Nunca pensé que fuera a sentirme parte de un lugar, de un sitio privado, de una cafetería que no es mía. Llevo cinco años en Madrid y aún sigo diciendo que «me voy a casa» cuando vuelvo a Valencia. Nunca antes había estado más cómoda en un sillón ajeno que en mi propio sofá.
Nunca.
Ese sitio no es nuestro pero dejamos allí tantas historias que podrían ilustrar todas las paredes de la calle Sombrerete. Los que cierran viajes en mesa rectangular del fondo, los que empiezan a escribir su novela en el sillón marrón que hay al entrar a la derecha, los que prueban el café por primera vez en la mesa redonda verde, los que se conocieron anoche y se atreven a desayunar juntos. El chico con sudadera gris que nos dibuja a boli desde su taburete blanco. También está el que pide que café para dos, uno descafeinado y con leche fría, para su mejor amigo de cuatro patas. Están los hijos de aquel señor que tomaba cappuccino en la misma silla como costumbre o manía y que ya no lo hará nunca más porque se fue bien lejos. Está esa pareja que no se habla pero comparten el zumo. Están los que esperan a su cita, los que van después de su cita y los que no tienen cita.

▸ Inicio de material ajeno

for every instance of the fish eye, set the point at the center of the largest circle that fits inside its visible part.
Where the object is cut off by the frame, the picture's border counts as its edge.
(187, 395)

Y estoy yo. Estoy yo avanzando de mesa en mesa como si aquel lugar fuese un tablero de ajedrez hasta llegar al sillón que me hace sentir reina. Reina de nada, de mi tiempo, como mucho, que no es poco. Estoy yo decidiendo qué hacer con mi vida, con el otoño, con mi domingo. Estoy yo pensando cómo llamar a mi nuevo aloe vera, dónde cenar o con quién quiero estar. Estoy yo saliendo de un día malo o entrando en uno de los mejores. Estoy yo mirando qué pasa alrededor del sillón marrón.
Me gusta desayunar sola. Me gusta que al llegar me reciban como en casa. Que a veces me den el beso en la mejilla que no me puede dar mi padre porque está lejos. Me gusta que nunca haya malas caras. Me gusta mirar, leer y escribir. Me gusta no hacer nada. Me gusta ver si alguien dejó algún libro nuevo en la estantería. Me gusta el café. Me gusta Cafelito.